Fin février, des combattants armés ont tué plus de 20 chrétiens orthodoxes et un gardien musulman dans la région éthiopienne d'Oromia. Deux jours plus tard, lors d'une nouvelle attaque dans une église, d'autres personnes ont été abattues.
Jeudi 26 février, des combattants armés ont pris d'assaut un marché et une église à l'Est d'Arsi, dans la région d'Oromia, tuant plus de 20 chrétiens orthodoxes et un gardien musulman. Selon les informations fournies par une agence de presse locale sur sa chaîne Telegram, «huit personnes sont toujours portées disparues et huit autres ont été hospitalisées. Deux personnes ont été enlevées.»
Selon des sources locales, la situation dans cette région autrefois majoritairement chrétienne orthodoxe s'est aggravée depuis quelque temps. Les membres de l'Église orthodoxe éthiopienne de la région rapportent que des changements importants, tels que la promotion par l'État de la colonisation par des musulmans et l'attribution de postes gouvernementaux à des musulmans plutôt qu'à des croyants orthodoxes, ont eu un impact sur la population locale. Le 26 février, sur le marché, les habitants se sont sentis sans défense en raison de l'absence des forces de sécurité, et leurs craintes se sont confirmées lorsque des assaillants ont attaqué le marché.

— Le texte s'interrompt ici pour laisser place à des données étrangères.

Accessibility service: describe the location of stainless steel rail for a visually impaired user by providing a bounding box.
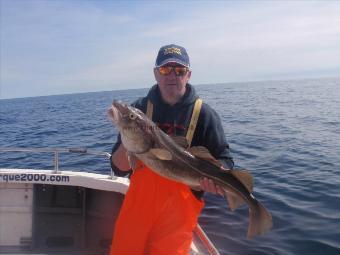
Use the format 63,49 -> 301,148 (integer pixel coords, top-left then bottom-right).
0,147 -> 114,178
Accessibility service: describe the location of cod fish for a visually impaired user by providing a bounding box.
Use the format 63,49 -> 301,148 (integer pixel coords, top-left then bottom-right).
108,101 -> 273,238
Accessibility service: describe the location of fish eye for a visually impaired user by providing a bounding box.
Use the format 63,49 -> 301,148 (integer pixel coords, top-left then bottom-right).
129,113 -> 137,120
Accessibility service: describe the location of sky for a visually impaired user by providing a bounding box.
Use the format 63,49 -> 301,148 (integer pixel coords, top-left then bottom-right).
0,0 -> 340,99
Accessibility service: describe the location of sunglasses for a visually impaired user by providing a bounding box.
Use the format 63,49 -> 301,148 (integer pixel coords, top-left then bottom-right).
158,66 -> 189,76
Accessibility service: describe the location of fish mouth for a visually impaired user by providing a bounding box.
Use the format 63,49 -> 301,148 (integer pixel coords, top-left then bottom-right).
108,101 -> 127,123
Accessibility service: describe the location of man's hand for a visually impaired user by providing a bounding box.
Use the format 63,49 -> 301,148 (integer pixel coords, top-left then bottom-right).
200,177 -> 224,196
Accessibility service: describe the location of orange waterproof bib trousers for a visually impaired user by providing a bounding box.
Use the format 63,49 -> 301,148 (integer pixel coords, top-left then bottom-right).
110,162 -> 204,255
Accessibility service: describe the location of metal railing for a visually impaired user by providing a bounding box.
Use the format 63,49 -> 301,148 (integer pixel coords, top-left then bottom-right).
0,147 -> 114,178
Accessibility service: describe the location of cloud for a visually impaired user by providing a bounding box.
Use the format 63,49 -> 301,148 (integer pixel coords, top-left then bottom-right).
0,1 -> 340,98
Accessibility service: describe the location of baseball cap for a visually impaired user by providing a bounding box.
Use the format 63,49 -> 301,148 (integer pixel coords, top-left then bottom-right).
156,44 -> 190,67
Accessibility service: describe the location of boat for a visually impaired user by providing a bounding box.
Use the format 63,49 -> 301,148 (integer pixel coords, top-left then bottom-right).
0,148 -> 219,255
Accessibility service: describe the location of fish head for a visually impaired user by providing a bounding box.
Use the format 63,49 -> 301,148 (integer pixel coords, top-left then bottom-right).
108,101 -> 154,153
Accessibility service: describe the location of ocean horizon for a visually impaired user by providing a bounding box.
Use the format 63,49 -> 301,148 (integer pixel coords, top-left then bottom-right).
0,78 -> 340,255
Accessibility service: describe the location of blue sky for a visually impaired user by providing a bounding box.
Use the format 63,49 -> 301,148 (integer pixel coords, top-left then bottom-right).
0,0 -> 340,98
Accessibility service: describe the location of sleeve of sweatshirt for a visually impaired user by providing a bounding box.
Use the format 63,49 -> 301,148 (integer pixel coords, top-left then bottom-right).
202,104 -> 234,169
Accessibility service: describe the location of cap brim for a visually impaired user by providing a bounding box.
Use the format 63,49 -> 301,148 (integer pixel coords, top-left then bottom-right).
156,58 -> 190,67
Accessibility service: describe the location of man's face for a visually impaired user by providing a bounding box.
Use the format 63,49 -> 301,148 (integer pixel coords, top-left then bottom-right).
154,62 -> 191,105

La violence secoue la communauté
L'agence de radiodiffusion de l'Église orthodoxe éthiopienne Tewahedo (EOTC) a rapporté qu'«un prêtre, deux femmes et 18 chrétiens orthodoxes ont été brutalement assassinés». Le chaos s'est intensifié lorsque les assaillants ont incendié des maisons et des récoltes, ravageant ainsi la communauté. Ils ont fait irruption dans l'église d'Abo en criant «Allahu Akbar» («Allah est grand»), provoquant la panique dans le village. De nombreux habitants ont fui vers les villes voisines pour y chercher refuge. L'Église orthodoxe éthiopienne a communiqué des informations sur la tragédie, sans toutefois révéler les noms des victimes.

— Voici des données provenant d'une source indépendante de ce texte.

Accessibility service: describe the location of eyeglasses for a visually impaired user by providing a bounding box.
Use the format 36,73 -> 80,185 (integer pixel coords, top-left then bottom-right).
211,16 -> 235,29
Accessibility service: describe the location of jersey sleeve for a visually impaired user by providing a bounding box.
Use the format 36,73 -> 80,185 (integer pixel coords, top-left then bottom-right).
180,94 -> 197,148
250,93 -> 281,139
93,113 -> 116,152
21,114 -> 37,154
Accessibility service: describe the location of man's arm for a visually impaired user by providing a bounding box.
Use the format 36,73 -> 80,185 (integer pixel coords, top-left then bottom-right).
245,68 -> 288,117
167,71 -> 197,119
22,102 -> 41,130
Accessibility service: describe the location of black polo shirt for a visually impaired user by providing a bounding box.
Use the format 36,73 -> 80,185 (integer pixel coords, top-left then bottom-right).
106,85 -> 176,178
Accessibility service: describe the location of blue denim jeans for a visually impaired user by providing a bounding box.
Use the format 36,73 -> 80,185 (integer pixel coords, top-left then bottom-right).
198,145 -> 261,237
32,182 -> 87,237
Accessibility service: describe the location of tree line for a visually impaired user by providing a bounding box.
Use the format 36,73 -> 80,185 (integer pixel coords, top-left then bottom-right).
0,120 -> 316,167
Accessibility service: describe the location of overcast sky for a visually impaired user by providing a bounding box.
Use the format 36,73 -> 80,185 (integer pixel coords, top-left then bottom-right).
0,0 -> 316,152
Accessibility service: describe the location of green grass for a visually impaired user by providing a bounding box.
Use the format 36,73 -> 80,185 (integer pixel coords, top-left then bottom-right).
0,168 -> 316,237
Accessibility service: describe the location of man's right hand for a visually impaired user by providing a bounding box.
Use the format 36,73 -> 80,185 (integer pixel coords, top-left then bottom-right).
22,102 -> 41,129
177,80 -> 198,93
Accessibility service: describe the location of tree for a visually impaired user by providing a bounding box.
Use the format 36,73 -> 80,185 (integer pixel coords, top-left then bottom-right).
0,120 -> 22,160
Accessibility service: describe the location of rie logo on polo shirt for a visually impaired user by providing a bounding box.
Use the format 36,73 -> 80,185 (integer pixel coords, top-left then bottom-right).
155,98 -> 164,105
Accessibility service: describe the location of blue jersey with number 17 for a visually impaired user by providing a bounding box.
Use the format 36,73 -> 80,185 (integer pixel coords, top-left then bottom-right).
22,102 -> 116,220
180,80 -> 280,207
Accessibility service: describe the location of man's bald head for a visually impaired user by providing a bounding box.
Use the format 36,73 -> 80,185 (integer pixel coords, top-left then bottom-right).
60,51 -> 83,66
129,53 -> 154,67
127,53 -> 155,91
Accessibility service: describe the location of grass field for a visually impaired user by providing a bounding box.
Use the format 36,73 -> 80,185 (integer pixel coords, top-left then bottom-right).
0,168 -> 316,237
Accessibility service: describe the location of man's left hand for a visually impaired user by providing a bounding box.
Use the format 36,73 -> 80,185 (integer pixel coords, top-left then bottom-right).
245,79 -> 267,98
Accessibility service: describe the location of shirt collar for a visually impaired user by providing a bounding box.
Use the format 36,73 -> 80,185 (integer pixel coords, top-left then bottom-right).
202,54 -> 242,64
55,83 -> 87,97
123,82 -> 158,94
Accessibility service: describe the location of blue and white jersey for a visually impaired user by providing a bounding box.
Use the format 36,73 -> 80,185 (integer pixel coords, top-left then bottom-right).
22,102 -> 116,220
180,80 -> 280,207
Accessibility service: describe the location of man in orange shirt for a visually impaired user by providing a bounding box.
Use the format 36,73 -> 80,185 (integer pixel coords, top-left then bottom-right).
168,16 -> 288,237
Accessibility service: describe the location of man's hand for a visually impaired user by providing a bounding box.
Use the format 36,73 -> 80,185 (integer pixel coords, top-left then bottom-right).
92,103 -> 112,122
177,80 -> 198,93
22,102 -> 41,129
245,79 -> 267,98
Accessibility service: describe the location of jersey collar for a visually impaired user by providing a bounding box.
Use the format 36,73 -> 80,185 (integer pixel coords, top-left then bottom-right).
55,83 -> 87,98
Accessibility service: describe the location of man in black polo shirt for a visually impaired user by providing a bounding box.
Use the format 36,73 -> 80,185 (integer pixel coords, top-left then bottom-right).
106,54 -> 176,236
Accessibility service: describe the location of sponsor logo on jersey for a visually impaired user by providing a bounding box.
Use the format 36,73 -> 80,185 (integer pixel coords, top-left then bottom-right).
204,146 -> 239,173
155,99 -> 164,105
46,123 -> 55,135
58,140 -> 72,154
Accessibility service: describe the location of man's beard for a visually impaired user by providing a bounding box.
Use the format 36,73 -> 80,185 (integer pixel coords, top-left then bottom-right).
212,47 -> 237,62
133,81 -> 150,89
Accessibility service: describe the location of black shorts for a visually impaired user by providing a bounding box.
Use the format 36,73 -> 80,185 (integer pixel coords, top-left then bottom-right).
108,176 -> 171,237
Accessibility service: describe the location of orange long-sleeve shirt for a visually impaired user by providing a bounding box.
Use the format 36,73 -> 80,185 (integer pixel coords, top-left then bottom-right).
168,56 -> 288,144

Le samedi 28 février, la panique a de nouveau éclaté lorsque les assaillants sont revenus. Des hommes armés ont pris d'assaut l'église d'Abo dans le quartier de Jawi, dans le district de Sherka (zone d'Arsi), et ont abattu sept personnes. On ne sait pas encore s'il s'agit des mêmes assaillants que ceux qui ont attaqué le marché.
Aucun groupe officiel n'a revendiqué l'attaque. Selon Borkena News, le Conseil suprême des affaires islamiques d'Éthiopie a déclaré: «Nous sommes profondément attristés par cet événement terrible au cours duquel des chrétiens orthodoxes innocents parmi nos compatriotes ont été tués.» Le Conseil estime que «cet acte ne représente aucune religion» et vise à semer la méfiance et les conflits, ainsi qu'à saper des valeurs séculaires de respect.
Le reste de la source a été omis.